Saturday, November 14, 2009

The History for the Middle Finger

Before the Battle of Agincourt in 1415, the French, anticipating victory over the English, proposed to cut off the middle finger of all captured English soldiers. Without the middle finger it would be impossible to draw the renowned English longbow and therefore they would be incapable of fighting in the future.

This famous English longbow was made of the native English Yew tree, and the act of drawing the longbow was known as ‘plucking the yew' (or 'pluck yew').

Much to the bewilderment of the French, the English won a major upset and began mocking the French by waving their middle fingers at the defeated French, saying, See, we can still pluck yew!

Since 'pluck yew' is rather difficult to say, the difficult consonant cluster at the beginning has gradually changed to a labiodentals fricative F', and thus the words often used in conjunction with the one-finger-salute!

It is also because of the pheasant feathers on the arrows used with the longbow that the symbolic gesture is known as 'giving the bird.'


Friend of mind from UL told me that there are some more explanation on this "One Finger Salute"

The origins of this gesture are highly speculative, but is quite possibly 2500 years old.
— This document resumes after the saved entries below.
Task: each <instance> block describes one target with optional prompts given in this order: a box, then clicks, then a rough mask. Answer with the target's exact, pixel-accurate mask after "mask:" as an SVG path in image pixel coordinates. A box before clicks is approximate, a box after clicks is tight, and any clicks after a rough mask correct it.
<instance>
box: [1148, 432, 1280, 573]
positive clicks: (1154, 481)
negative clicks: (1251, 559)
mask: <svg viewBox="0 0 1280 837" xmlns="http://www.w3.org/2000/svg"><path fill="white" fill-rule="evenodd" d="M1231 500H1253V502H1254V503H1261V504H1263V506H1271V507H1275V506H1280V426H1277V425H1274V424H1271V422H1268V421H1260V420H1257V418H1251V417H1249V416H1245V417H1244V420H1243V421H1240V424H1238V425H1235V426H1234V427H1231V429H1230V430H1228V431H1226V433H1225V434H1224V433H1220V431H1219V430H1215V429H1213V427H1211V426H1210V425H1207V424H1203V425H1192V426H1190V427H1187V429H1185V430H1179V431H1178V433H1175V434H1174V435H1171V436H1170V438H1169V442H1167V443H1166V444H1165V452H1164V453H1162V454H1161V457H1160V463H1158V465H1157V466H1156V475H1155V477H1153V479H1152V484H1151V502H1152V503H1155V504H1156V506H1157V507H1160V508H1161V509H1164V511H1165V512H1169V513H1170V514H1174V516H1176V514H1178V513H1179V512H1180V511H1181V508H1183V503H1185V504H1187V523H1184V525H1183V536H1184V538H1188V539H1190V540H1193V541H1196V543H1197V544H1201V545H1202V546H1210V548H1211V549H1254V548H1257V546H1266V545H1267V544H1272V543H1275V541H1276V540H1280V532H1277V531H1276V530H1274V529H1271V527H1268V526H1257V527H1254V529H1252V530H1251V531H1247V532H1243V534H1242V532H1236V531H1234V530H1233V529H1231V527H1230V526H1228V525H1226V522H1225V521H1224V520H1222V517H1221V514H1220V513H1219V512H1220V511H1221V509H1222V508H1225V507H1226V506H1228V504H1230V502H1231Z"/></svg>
It is identified as the digitus impudicus ('impudent finger') in Ancient Roman writings and reference is made to using the finger in the Ancient Greek comedy The Clouds by Aristophanes . It was defined there as a gesture intended to insult another. It has been noted that the gesture resembles an erect penis .

Ancient Romans also considered an image of an erect phallus as a talisman against evil spells. As a consequence, displaying this gesture to another may not have been a pseudo-sexual insult but rather an insulting statement along the lines of – "I'm going to protect myself against your witchcraft , before you even start;" but an even earlier reference is made to ancient farmers using this finger to test hens for coming eggs.

Which one is corret? let you to decide.

Well, in all cases, this is not too polite and why we have to use this to insult others?